Nesta acepção, o mérito, não se confunde de modo algum com a legalidade, nem a esta se contrapõe pela própria natureza diversa e específica de cada um dos campos. (JUNIOR, José Cretella, Curso de Direito Administrativo, Editora Forense, 1997, p. 275)

Ora, perceba-se que no caso concreto não há vício quanto ao mérito, mas sim, incorreção legislativa oriunda da inépcia do Poder Administrativo. Nesse norte, não há que se discutir questão prejudicial. Resta patente, para tanto, a possibilidade do registro do ato admissional.

 

III – Do julgamento da Ação Direta de Inconstitucionalidade pelo STF x inconstitucionalidade declarada pelo TCE/SC;

No ano de 2007, o Ministério Público ingressou com 24 (vinte e quatro) ADI´s questionando a constitucionalidade de alguns artigos das Leis Complementares que instituíram os novos planos de cargos e vencimentos para os servidores integrantes da Administração Pública Estadual, incluindo-se nesse rol, a Lei Complementar nº 352/2006 (art. 14 e 15), ora em apreço.

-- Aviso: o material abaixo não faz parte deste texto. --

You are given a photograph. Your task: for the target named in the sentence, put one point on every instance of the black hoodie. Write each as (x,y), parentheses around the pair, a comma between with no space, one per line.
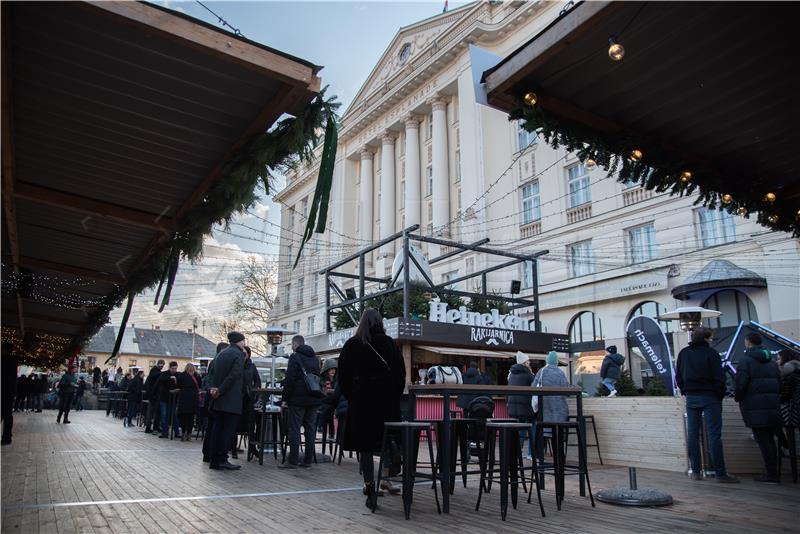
(758,388)
(294,386)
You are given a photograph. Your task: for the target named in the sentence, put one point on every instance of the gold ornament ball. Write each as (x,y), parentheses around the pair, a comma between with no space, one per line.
(616,52)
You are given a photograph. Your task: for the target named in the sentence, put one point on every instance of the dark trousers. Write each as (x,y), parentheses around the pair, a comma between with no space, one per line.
(153,417)
(8,419)
(65,403)
(765,438)
(221,435)
(708,407)
(186,421)
(307,416)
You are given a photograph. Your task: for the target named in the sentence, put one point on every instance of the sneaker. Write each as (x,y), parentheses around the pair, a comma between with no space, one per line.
(767,479)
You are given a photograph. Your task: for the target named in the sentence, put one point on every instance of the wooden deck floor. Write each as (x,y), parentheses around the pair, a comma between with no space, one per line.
(96,476)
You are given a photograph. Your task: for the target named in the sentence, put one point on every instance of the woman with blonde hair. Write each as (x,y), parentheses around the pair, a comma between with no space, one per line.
(188,399)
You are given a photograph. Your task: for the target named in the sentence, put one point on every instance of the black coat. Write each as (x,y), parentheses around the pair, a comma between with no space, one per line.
(758,389)
(610,368)
(225,374)
(519,406)
(373,388)
(472,376)
(250,378)
(135,387)
(699,371)
(151,382)
(189,396)
(295,392)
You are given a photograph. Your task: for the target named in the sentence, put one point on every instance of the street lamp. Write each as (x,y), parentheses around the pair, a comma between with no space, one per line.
(274,337)
(690,317)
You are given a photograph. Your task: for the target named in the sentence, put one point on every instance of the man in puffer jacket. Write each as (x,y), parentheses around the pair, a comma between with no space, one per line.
(610,369)
(758,388)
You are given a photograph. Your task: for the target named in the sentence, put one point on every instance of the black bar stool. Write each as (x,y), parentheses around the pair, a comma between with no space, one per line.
(560,468)
(512,470)
(409,444)
(596,444)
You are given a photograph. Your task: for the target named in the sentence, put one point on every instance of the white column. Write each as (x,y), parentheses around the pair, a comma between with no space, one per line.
(388,207)
(366,220)
(441,177)
(412,200)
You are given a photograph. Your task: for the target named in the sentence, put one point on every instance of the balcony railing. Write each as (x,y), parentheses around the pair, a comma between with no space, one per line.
(579,213)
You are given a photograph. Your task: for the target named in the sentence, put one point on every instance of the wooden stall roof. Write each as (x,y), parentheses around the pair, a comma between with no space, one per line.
(715,82)
(116,119)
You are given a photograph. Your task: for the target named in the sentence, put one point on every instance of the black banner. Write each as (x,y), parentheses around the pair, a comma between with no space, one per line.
(652,342)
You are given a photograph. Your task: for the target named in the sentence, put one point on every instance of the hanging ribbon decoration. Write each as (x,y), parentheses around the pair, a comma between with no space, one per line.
(322,194)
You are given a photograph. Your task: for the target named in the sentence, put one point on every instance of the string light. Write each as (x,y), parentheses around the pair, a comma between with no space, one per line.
(615,50)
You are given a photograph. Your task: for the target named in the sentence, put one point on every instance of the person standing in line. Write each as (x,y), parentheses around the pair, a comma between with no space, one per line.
(610,369)
(700,378)
(66,391)
(8,390)
(758,390)
(225,382)
(188,400)
(152,418)
(302,405)
(135,388)
(209,416)
(372,376)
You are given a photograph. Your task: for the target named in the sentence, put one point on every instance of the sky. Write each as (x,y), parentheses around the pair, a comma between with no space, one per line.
(347,39)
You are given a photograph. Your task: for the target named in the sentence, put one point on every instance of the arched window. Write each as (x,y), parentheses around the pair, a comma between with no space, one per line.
(650,308)
(734,305)
(586,326)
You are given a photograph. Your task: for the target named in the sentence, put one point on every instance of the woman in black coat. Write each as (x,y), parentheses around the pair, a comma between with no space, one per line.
(188,399)
(372,377)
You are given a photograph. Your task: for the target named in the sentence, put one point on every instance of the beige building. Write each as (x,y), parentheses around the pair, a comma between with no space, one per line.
(416,148)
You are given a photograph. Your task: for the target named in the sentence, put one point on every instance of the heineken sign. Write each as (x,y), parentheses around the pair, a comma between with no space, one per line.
(440,313)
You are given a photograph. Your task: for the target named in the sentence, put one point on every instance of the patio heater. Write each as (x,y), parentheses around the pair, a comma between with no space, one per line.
(274,338)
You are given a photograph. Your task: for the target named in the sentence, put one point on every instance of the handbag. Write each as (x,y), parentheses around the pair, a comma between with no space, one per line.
(535,398)
(312,383)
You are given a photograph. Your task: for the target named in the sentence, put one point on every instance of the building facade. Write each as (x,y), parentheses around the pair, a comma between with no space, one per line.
(416,148)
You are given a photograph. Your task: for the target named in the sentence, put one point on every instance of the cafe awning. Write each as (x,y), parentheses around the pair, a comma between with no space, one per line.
(704,87)
(718,274)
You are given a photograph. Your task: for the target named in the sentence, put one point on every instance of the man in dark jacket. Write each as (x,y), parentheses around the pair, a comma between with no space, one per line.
(303,406)
(152,418)
(610,369)
(225,387)
(135,388)
(701,380)
(758,390)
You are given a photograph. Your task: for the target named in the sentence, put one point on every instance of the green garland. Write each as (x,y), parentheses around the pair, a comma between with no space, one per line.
(660,168)
(290,143)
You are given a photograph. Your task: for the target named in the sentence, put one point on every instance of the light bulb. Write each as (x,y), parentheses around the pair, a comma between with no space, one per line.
(615,50)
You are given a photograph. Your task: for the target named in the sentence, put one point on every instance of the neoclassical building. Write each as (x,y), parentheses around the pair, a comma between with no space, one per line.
(416,147)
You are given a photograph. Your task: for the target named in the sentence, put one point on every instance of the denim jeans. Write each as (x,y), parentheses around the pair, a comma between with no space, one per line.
(610,383)
(164,409)
(708,407)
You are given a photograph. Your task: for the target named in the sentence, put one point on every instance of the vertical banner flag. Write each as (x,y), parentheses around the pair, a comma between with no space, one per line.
(652,343)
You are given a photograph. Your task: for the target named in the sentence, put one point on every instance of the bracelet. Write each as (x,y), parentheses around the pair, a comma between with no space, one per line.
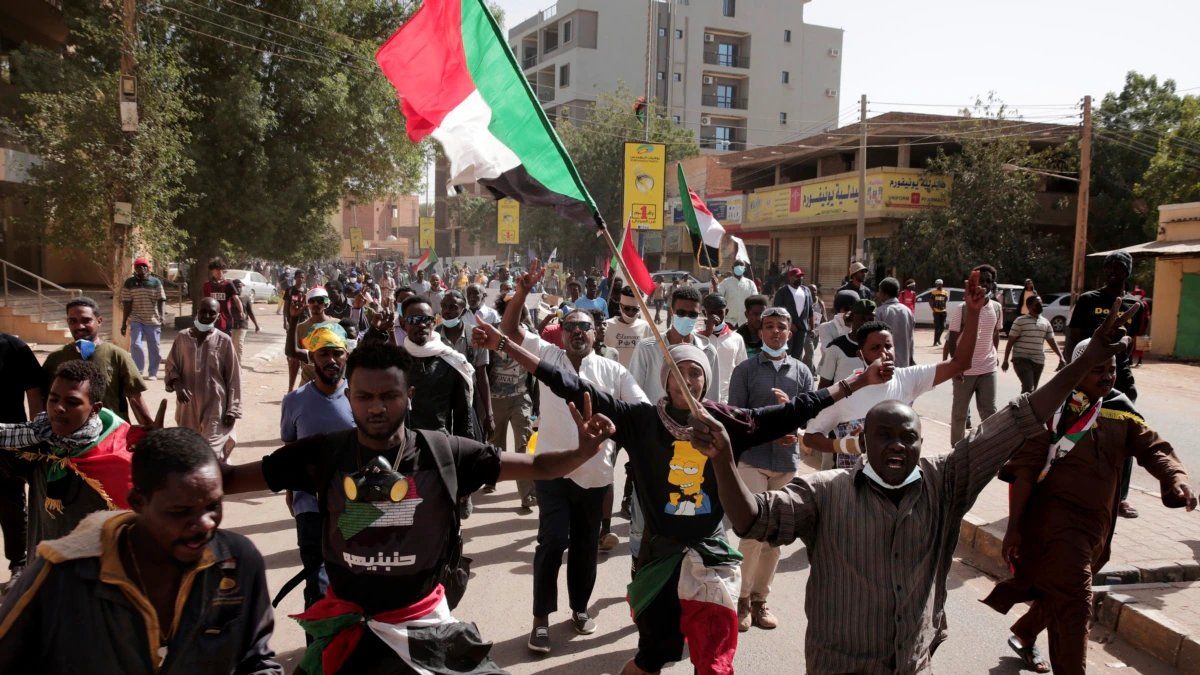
(845,387)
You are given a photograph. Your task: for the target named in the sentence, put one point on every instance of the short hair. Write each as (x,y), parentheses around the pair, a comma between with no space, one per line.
(163,452)
(684,293)
(757,302)
(84,371)
(865,330)
(714,302)
(83,302)
(378,356)
(413,300)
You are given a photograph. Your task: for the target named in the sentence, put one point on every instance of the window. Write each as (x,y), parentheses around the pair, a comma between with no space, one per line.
(723,137)
(725,95)
(727,54)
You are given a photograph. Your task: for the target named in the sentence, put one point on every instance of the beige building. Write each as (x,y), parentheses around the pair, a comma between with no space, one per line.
(738,73)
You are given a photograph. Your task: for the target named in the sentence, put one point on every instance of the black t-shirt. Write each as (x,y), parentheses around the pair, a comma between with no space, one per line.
(382,555)
(18,371)
(1090,311)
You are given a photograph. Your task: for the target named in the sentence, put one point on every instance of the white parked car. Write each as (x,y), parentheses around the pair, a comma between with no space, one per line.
(1056,309)
(259,288)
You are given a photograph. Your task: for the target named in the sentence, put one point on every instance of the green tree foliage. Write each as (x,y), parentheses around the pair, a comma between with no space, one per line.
(69,115)
(597,144)
(989,217)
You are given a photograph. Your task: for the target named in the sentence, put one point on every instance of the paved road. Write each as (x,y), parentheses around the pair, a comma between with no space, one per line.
(502,544)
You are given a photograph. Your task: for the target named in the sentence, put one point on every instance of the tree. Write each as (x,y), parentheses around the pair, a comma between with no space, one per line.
(69,115)
(989,217)
(597,143)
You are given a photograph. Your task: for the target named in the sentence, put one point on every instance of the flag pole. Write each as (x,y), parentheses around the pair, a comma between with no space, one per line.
(693,404)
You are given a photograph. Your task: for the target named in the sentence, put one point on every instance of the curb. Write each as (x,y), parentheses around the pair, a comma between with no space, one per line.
(1145,627)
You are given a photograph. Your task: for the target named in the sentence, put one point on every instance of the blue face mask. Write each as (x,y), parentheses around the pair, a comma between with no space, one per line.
(879,479)
(87,348)
(773,352)
(683,326)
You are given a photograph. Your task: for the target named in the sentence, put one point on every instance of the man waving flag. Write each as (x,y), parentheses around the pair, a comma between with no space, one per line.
(460,83)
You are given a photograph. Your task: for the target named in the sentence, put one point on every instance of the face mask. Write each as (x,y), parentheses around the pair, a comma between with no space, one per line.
(773,352)
(87,348)
(683,326)
(879,479)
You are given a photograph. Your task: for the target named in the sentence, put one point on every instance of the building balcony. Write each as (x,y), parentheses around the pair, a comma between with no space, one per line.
(726,102)
(714,58)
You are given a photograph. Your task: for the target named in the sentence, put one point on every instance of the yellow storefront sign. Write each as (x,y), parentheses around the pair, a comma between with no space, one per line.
(508,221)
(645,181)
(425,239)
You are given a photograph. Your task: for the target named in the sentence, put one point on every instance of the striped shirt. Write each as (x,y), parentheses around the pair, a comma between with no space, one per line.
(1029,335)
(876,593)
(984,358)
(144,294)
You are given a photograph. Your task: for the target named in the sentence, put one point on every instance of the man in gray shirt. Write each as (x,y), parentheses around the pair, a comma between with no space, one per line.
(771,465)
(898,318)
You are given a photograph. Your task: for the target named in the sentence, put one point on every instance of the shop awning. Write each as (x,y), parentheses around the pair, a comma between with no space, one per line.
(1157,248)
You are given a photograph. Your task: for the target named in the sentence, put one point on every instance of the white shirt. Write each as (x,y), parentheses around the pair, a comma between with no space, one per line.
(624,336)
(736,291)
(731,350)
(846,416)
(983,360)
(557,429)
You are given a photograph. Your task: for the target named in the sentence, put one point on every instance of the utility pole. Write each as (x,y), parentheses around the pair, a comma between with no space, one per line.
(861,230)
(1085,178)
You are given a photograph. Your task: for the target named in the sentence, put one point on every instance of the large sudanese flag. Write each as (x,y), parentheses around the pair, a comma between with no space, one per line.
(460,83)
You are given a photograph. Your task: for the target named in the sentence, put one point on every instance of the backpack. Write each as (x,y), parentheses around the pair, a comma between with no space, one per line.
(456,571)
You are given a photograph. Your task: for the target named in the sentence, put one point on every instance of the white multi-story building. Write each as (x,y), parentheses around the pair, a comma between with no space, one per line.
(739,73)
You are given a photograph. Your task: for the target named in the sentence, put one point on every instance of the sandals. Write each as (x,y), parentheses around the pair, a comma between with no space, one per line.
(1031,658)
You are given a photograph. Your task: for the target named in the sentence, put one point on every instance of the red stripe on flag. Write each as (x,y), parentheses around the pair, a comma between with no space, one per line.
(426,64)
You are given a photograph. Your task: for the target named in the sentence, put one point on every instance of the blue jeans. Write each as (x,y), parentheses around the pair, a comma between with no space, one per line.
(151,334)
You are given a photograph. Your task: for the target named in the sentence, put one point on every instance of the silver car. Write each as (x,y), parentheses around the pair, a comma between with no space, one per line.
(256,285)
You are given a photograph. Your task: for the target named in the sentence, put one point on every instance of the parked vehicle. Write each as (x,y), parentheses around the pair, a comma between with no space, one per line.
(261,288)
(667,275)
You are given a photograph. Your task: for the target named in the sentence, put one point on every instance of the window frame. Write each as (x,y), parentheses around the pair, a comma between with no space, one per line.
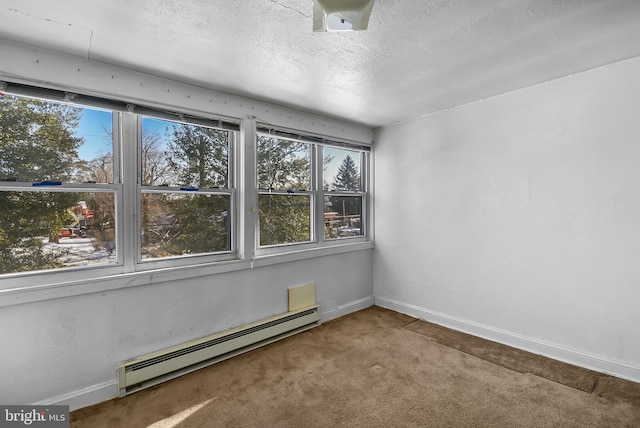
(317,191)
(245,252)
(144,264)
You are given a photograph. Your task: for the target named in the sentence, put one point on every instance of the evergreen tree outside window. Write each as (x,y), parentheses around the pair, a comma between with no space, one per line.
(343,196)
(186,195)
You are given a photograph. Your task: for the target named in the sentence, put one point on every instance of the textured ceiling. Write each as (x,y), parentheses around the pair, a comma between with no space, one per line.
(418,56)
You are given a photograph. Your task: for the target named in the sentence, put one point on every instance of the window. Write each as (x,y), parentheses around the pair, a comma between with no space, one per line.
(297,173)
(284,195)
(186,195)
(343,193)
(57,193)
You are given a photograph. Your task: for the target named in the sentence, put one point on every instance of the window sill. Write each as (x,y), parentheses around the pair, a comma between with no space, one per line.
(36,293)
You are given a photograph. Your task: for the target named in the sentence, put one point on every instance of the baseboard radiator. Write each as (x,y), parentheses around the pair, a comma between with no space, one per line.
(152,369)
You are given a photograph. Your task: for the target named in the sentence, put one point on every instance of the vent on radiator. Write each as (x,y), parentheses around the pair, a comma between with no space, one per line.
(151,369)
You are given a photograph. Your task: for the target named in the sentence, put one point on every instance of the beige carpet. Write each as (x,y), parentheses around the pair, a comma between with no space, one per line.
(378,368)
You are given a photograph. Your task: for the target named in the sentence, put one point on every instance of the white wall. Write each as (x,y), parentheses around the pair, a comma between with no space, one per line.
(517,218)
(61,341)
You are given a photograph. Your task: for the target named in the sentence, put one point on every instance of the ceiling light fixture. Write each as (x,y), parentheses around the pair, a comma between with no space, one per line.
(341,15)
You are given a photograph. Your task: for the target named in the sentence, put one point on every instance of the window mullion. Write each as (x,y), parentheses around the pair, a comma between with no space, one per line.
(129,220)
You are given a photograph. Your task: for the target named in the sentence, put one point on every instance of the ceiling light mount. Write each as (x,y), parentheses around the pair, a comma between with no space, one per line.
(341,15)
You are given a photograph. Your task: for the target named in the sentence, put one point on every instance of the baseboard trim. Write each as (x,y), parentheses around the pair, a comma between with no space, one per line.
(547,349)
(348,308)
(105,391)
(84,397)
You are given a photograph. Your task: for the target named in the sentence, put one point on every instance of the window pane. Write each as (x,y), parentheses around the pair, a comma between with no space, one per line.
(342,170)
(284,219)
(49,230)
(283,164)
(181,155)
(342,216)
(175,224)
(45,140)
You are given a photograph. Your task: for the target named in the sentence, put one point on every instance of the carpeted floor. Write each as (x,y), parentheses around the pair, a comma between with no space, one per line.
(378,368)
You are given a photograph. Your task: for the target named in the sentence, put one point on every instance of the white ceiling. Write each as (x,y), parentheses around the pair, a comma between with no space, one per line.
(418,56)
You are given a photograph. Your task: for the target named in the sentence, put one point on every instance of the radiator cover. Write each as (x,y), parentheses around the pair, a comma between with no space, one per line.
(152,369)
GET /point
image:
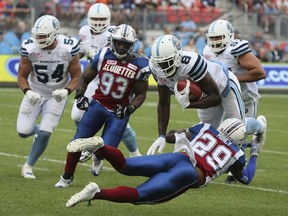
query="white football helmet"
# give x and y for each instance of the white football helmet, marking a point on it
(223, 30)
(123, 40)
(45, 30)
(234, 130)
(166, 54)
(99, 17)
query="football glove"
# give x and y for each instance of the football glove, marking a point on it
(254, 149)
(60, 94)
(122, 112)
(160, 143)
(82, 102)
(87, 50)
(33, 97)
(183, 99)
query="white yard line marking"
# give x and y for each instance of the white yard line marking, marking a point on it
(111, 169)
(50, 160)
(253, 188)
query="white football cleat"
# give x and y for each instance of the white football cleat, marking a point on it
(27, 172)
(87, 194)
(85, 156)
(63, 183)
(85, 144)
(260, 137)
(96, 165)
(135, 153)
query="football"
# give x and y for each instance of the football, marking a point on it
(196, 92)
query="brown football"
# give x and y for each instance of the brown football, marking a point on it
(196, 92)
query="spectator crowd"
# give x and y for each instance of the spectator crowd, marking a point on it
(16, 14)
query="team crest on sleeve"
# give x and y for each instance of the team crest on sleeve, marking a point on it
(111, 62)
(131, 66)
(36, 54)
(61, 54)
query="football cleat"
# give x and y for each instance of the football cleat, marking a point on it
(87, 194)
(230, 179)
(85, 144)
(260, 137)
(63, 183)
(27, 172)
(85, 156)
(96, 165)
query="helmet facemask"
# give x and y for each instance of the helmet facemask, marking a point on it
(168, 65)
(45, 31)
(123, 40)
(234, 130)
(166, 55)
(99, 17)
(220, 35)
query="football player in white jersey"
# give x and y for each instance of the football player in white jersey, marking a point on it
(93, 37)
(237, 55)
(170, 64)
(201, 154)
(48, 72)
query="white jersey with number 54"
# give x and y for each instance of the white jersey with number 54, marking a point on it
(50, 67)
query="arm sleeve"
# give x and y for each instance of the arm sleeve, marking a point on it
(249, 171)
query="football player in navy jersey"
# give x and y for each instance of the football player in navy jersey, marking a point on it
(237, 55)
(122, 74)
(48, 72)
(93, 37)
(201, 154)
(169, 64)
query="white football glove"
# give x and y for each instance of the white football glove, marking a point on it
(33, 97)
(183, 99)
(86, 49)
(60, 94)
(254, 149)
(183, 144)
(159, 142)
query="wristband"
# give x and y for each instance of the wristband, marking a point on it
(25, 90)
(69, 90)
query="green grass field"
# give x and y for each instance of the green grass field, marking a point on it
(266, 195)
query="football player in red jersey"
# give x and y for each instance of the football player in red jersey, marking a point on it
(123, 83)
(201, 154)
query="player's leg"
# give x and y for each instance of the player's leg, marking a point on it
(26, 127)
(90, 91)
(87, 127)
(254, 126)
(129, 139)
(234, 107)
(76, 114)
(112, 135)
(172, 174)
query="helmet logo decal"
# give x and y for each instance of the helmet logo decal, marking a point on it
(176, 43)
(55, 24)
(158, 45)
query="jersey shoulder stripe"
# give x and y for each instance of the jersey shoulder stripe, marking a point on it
(199, 68)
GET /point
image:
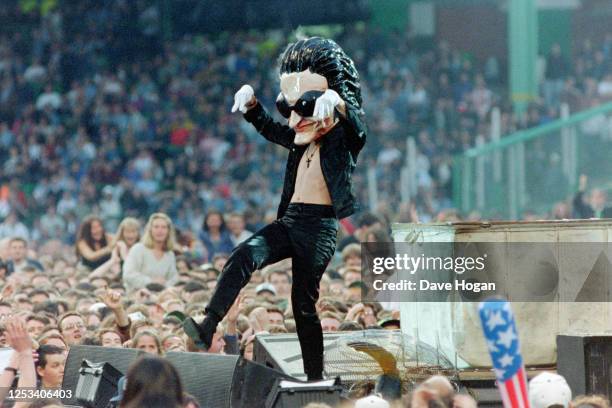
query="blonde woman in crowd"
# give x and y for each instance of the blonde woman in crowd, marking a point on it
(152, 259)
(128, 234)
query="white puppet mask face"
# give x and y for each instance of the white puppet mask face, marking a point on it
(299, 91)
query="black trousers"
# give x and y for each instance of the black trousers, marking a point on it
(306, 233)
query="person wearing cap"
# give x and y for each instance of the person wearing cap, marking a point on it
(265, 290)
(547, 390)
(372, 401)
(590, 401)
(389, 324)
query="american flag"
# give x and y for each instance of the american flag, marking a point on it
(502, 340)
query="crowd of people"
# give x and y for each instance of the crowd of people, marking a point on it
(94, 139)
(87, 127)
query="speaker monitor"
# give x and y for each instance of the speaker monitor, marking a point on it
(119, 358)
(282, 352)
(97, 384)
(585, 361)
(214, 380)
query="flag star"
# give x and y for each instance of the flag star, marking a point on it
(506, 337)
(506, 360)
(495, 319)
(499, 372)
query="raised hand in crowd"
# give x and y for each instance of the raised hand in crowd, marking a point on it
(114, 301)
(22, 359)
(244, 99)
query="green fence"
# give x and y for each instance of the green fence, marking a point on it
(530, 170)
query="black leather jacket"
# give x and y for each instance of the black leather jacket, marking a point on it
(339, 150)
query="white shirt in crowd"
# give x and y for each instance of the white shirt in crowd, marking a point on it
(141, 268)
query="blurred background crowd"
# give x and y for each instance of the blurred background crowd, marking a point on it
(99, 129)
(94, 122)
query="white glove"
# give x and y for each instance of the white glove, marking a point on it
(242, 98)
(325, 105)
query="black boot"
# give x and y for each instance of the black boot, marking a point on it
(201, 333)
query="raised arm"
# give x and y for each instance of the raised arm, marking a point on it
(254, 113)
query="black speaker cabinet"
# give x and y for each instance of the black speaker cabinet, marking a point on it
(119, 358)
(214, 380)
(586, 361)
(97, 384)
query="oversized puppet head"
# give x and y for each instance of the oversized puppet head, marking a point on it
(307, 69)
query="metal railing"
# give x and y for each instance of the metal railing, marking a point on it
(531, 170)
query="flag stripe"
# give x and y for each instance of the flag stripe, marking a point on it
(523, 385)
(509, 385)
(504, 394)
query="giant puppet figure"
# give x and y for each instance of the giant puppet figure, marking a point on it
(325, 130)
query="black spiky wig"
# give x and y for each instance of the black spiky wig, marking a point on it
(326, 58)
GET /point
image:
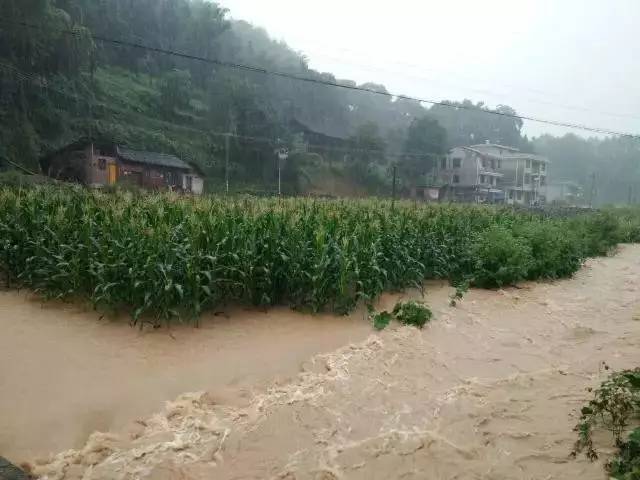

Em razão da matéria já ser alvo da Ação Direta de Inconstitucionalidade proposta pela Procuradoria Geral da República no Supremo Tribunal Federal (ADI nº 3966), o Tribunal de Justiça do Estado de Santa Catarina decidiu sobrestar o julgamento dessas ADI´s, até a apreciação derradeira da Corte Máxima de Justiça. 

Supondo que o Supremo Tribunal Federal julgue pela constitucionalidade da Lei nº 351/2006 e o Tribunal de Contas, por seu turno, precedente ao julgamento da ADIN, pugne pela inconstitucionalidade e denegue o registro do ato admissional. 

Como bem enumerado pelo Corpo Instrutivo, o Estado editou várias leis como idêntico preceito normativo. Impende frisar que serão objeto de análise dessa Corte de Contas inúmeros processos como o mesmo fundamento fático e jurídico.

Ter-se-á como consequência direta, a necessidade de nova análise do todos os processos, em caso de julgamento pela constitucionalidade das indigitadas normas.

A denegação desses registros com base em uma possibilidade jurídica remota, entre várias que o STF poderá vir a adotar, enseja julgamento temerário.

Considerando, ainda, que o Tribunal de Contas entende clarividente o direito dos servidores;

Considerando imprescindível a prevalência da segurança jurídica nos casos concretos;

Este Órgão Ministerial pugna pelo registro do ato admissional dos servidores.

Florianópolis, em 18 de março de 2014.